Fugues

Pour fuir le quotidien quand il devient trop pesant...

22 janvier 2009

Instant de vie

Le juke-box jouait une valse de Vienne dans le petit bar où j’attendais patiemment mon train devant un café. Un serveur en costume noir et tablier blanc s’affairait dans la salle, portant en équilibre précaire des plateaux surchargés, fouillant dans la poche de son gilet pour rendre la monnaie à une table, ou utilisant le tire-bouchon au comptoir pour ouvrir la bouteille qu’un client avait commandée… A ma gauche, un groupe d’adolescentes échappées de leur collège faisait un bruit de basse-cour assourdissant, et sans que j’arrive à comprendre pourquoi, elles gloussaient à chaque passage du pauvre serveur dont l’impassibilité faisait mon admiration. D’où vient ce rire pointu et nerveux que les adolescentes laissent fuser à toute occasion ? Autrefois, j’avais sans doute été comme elles… Quelle bénédiction cette légèreté et cette non-conscience du ridicule ! Je les enviais, moi qui cherchait en toute occasion à garder le contrôle, au risque de perdre tout naturel et toute spontanéité...

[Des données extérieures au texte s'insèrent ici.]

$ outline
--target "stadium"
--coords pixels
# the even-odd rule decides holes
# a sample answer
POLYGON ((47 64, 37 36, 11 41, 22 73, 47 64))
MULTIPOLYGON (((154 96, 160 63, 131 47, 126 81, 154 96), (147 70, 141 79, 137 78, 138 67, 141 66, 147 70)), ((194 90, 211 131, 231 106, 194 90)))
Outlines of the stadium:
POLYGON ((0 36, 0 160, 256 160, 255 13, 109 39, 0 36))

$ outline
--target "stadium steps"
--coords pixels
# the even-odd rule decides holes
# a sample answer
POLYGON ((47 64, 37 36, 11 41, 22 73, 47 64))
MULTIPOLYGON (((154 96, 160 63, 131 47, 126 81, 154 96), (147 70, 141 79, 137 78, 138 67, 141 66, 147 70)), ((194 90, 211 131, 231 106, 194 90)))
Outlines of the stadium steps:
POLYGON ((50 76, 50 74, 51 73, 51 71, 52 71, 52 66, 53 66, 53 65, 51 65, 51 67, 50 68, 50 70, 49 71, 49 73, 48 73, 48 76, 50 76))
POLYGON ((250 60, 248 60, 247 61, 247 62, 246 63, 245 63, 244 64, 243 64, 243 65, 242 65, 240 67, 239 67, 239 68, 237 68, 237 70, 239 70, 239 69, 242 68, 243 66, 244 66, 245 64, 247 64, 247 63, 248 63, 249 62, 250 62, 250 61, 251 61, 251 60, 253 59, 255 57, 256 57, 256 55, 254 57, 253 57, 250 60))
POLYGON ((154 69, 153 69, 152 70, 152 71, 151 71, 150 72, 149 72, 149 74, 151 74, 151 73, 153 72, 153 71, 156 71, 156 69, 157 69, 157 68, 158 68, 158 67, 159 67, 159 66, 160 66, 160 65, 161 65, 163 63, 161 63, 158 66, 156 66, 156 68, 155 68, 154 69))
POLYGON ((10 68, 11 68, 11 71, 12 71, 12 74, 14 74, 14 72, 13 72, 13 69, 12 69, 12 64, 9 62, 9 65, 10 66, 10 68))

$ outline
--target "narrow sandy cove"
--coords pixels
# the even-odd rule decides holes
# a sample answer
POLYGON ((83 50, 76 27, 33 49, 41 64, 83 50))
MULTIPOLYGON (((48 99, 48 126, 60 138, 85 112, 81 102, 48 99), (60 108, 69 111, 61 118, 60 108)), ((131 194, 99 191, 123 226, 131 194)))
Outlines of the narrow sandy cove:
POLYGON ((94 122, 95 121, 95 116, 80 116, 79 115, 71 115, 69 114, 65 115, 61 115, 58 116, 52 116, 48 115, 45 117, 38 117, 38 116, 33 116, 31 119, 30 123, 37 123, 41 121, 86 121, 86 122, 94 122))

Je repris la lecture de mon livre sur Staline, annotant de mon crayon-papier les passages que, de retour chez moi, je me proposais de recopier pour enrichir le document sur la Russie, toujours en chantier sur mon ordinateur, que je destinais à mes élèves. Il me fallait vraiment aller de l’avant, si je voulais le terminer avant la fin du trimestre ! Je commençais à m’enliser tout doucement et avec ennui dans la politique extérieure stalinienne en Asie après la deuxième guerre mondiale, lorsque j’entendis deux hommes se quereller à l’autre bout de la salle. Ils parlaient si fort que tout le monde leva la tête pour les regarder avec curiosité et qu’un grand silence se fit dans la salle… « Pauvre con ! Tu f’rais mieux d’mettre les bouts si tu veux pas que j’te foute une peignée ! ». L’homme qui se tenait derrière le bar, sans doute le patron, marcha rapidement vers eux et leur demanda avec autorité de se calmer ou de partir. L’un des deux hommes se leva et dit, en lançant quelques pièces sur la table « J’me barre ! Il est trop nul ! Toute façon, j’ai la dalle ! ».

Je repris ma lecture avec un soupir, mais à ce moment-là, un couple en grande conversation entra dans le bar et vint s’asseoir à la table à côté de la mienne. Ils parlaient avec animation de sous-traiter la fabrication des objectifs antireflet des longues-vues étanches que leur entreprise produisait, et je me dis qu’il y avait bien pires métiers au monde que d’étudier la politique extérieure de Staline !… Cette pensée me réconforta quelque peu. Un coup d’œil à ma montre m’apprit qu’il était enfin l’heure pour moi de me rendre sur le quai, mon train allait entrer en gare. Je rassemblai mes affaires et je sortis dans la grisaille humide de cet après-midi de novembre.